# Midget Dwarf Person Wanted



## bad bear (Mar 23, 2009)

I am going out on a Stag weekend in Newcastle City Centre on Saturday night and looking to hire a midget for about 6 hours in the evening and handcuff him to the stag. Stag will be unaware this will happen. He is not a violent man dont worry.

Ideal candidate must be game for a laugh and will receive free entry to bars, clubs and strip clubs as appropriate. Will obviously pay on top.

Serious candidates only please. Photos invited

NO


----------



## xes (Mar 23, 2009)

*shakes head*

There's only 1 person on here who i think could fit the bill, and she'd kick the fuck out of me for even suggesting it


----------



## fractionMan (Mar 23, 2009)

Where do I sign up.

note: I will have to walk around on my knees with 'comedy' midget shoes attached to them.


----------



## _pH_ (Mar 23, 2009)

lol


----------



## mrsfran (Mar 23, 2009)

Do fuck off, there's a love.


----------



## FridgeMagnet (Mar 23, 2009)

Okay, this is up there in the "oddest spam" stakes.


----------



## Maurice Picarda (Mar 23, 2009)

But what's an elf?


----------



## editor (Mar 23, 2009)

Strange how the IP address is an exact match for another poster too.

Perhaps they'll 'fess up before the big ban button gets activated.


----------



## Badgers (Mar 23, 2009)

Just got more interesting


----------



## fractionMan (Mar 23, 2009)

*popcorn*


----------



## Badgers (Mar 23, 2009)




----------



## xes (Mar 23, 2009)

editor said:


> Strange how the IP address is an exact match for another poster too.
> 
> Perhaps they'll 'fess up before the big ban button gets activated.

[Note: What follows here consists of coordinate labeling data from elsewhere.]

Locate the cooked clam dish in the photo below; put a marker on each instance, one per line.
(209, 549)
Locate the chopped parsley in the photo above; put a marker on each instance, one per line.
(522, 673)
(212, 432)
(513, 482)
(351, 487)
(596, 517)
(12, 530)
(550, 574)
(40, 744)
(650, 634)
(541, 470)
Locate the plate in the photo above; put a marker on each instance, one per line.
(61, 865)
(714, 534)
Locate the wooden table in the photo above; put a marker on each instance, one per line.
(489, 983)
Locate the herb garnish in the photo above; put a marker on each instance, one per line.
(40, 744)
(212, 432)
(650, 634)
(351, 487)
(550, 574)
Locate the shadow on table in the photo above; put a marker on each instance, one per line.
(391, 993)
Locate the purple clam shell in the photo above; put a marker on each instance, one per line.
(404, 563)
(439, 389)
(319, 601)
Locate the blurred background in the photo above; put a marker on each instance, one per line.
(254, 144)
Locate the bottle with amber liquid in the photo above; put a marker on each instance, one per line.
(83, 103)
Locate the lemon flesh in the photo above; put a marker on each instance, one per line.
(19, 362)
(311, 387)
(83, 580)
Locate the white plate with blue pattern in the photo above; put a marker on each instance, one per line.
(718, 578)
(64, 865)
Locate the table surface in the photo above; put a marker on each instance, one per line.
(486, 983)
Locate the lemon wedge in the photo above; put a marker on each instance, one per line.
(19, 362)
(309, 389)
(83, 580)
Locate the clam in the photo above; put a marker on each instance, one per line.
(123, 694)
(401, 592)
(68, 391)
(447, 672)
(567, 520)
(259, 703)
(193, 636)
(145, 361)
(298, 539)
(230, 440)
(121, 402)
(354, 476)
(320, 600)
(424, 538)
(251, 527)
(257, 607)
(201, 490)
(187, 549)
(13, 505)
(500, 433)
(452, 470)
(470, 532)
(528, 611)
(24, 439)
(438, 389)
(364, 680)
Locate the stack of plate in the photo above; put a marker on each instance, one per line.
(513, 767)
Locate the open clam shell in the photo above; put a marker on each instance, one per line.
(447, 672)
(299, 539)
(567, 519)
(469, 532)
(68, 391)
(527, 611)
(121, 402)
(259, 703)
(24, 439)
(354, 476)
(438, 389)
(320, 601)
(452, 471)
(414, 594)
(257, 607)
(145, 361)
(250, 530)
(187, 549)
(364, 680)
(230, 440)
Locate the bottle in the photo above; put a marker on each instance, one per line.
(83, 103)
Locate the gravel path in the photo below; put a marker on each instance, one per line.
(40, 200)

fuckit, ban them both. Iron fist n all that!!


----------



## quimcunx (Mar 23, 2009)

editor said:


> Strange how the IP address is an exact match for another poster too.
> 
> Perhaps they'll 'fess up before the big ban button gets activated.



You mean it's not firky?


----------



## _pH_ (Mar 23, 2009)

editor said:


> Strange how the IP address is an exact match for another poster too.
> 
> Perhaps they'll 'fess up before the big ban button gets activated.


----------



## tufty79 (Mar 23, 2009)

isityou?


----------



## MightyAphrodite (Mar 24, 2009)




----------



## Refused as fuck (Mar 24, 2009)

It wasn't firky apparently but a mate he'd stitched up.


----------